Geological evidence indicates that the two major contributors to long term vertical deformation in the Lower Hutt Valley are movements on the Wairarapa and the Wellington faults. The long term contribution of the Hikurangi Margin subduction interface rupture and rupture of other active faults in the Wellington region is considered to be negligible. Rupture of the Wairarapa Fault, such as the 1855 event, results in uplift. The presence of marginal marine deposits at depth beneath the Lower Hutt Valley, and their correlation with interglacial periods when sea level was similar to that of today, requires a local contribution to subsidence that overwhelms the uplift contributed by the Wairarapa Fault. On the basis of: 1) the elimination of other potential contributors and 2) the geological structure of the deposits in the Lower Hutt/Port Nicholson basin, the subsidence contribution is attributed to the Wellington Fault, and is assumed to be coseismic.

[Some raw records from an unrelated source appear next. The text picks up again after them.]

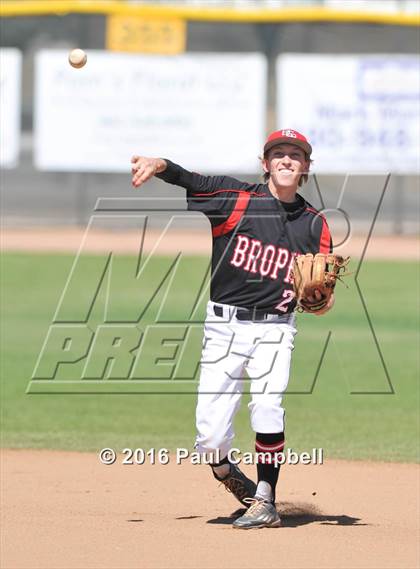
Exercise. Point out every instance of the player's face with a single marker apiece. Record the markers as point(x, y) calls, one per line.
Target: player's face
point(286, 163)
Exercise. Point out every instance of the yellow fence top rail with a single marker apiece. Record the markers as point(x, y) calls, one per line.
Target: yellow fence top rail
point(10, 8)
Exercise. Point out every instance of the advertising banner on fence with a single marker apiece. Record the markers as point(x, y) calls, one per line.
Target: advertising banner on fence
point(10, 103)
point(360, 112)
point(203, 110)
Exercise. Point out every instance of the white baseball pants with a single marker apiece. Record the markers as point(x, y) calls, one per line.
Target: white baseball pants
point(231, 347)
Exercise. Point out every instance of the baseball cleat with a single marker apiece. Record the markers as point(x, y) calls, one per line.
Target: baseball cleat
point(260, 514)
point(238, 484)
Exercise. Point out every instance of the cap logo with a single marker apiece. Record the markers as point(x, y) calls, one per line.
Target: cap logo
point(289, 133)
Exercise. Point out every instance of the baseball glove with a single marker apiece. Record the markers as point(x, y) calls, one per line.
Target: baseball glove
point(314, 280)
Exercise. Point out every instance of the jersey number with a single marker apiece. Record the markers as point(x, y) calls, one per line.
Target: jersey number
point(288, 296)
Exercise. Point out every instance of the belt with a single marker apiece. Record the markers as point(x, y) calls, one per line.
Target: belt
point(246, 314)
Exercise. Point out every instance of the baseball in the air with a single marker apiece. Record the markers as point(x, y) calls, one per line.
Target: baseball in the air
point(77, 58)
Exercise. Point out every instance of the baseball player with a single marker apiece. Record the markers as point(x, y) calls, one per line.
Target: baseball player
point(257, 229)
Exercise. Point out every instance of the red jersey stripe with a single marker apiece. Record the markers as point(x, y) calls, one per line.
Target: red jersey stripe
point(220, 190)
point(324, 242)
point(234, 218)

Uplift associated with Wairarapa Fault rupture is quantified by assessing recurrence interval data from uplifted beach ridges at Turakirae Head (mean 1668 years, 1 std. devn. 391) and published paleoseismological data from trenching (mean 1541 years, 1 std. devn. 136). Uplift and recurrence interval data from Turakirae Head, in conjunction with historical reports on uplift in the Lower Hutt Valley associated with the 1855 earthquake, are used to calibrate the long term contribution of Wairarapa Fault uplift in the Lower Hutt Valley. Net uplift in the Lower Hutt Valley associated with Wairarapa Fault rupture amounts to a long term rate of c.0.9 m/1000 years.

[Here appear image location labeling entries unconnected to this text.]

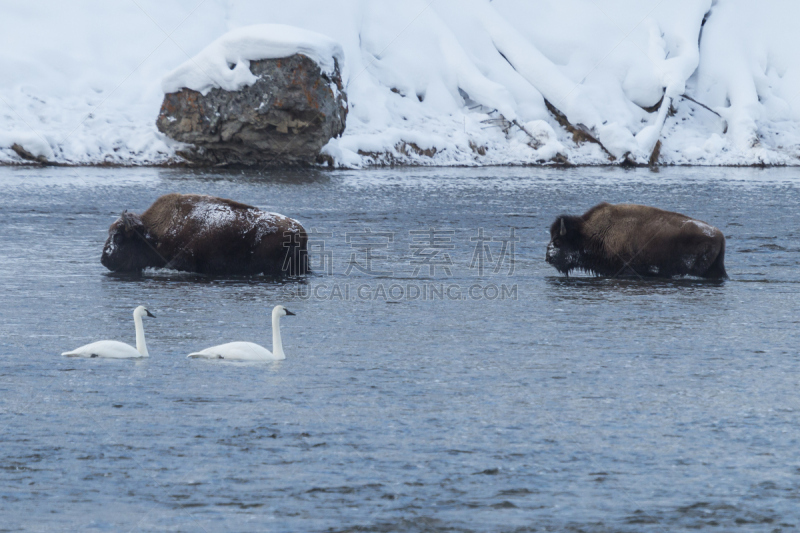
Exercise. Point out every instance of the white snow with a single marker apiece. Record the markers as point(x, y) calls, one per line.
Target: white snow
point(708, 230)
point(225, 63)
point(464, 80)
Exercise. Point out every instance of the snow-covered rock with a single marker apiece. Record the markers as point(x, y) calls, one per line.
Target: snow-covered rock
point(451, 82)
point(234, 107)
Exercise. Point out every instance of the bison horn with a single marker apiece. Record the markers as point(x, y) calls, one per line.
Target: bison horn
point(125, 219)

The net subsidence of the Lower Hutt Valley recorded over the last c.300,000 years is the cumulative result of Wellington Fault generated subsidence and Wairarapa Fault generated uplift. Wellington Fault subsidence can be calculated by subtracting the Wairarapa Fault uplift from the net subsidence recorded by the buried paleoshorelines beneath the Lower Hutt Valley. This amounts to a long term subsidence rate of c.1.1 m/1000 years.

The published value (and confidence constraints) for the mean recurrence interval of the Wellington Fault of 635 (1 standard deviation 68) years, provides an opportunity to calculate the single event vertical deformation associated with rupture of the Wellington Fault across the Petone and Lower Hutt area. Values are slightly lower on the southeastern side of the valley, and slightly higher on the northwest, close to the surface trace of the Wellington Fault.

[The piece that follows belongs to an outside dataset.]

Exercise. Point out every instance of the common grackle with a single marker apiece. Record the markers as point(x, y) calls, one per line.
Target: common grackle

Synthetic topographies have been generated to represent the post-Wellington Fault rupture surface and the pre-1855 Wairarapa Fault surface. Both are appreciably more low-lying than the present landscape.

The significance of these results should not be lost in technicalities. Following a Wellington Fault rupture, the low-lying Lower Hutt Valley floor will be c. 1 m lower in elevation. Flood hazard mitigation and stormwater runoff measures will need to account for this significant change. Some tilting to the northwest associated with the rupture may impact on natural runoff, sewage and stormwater drainage.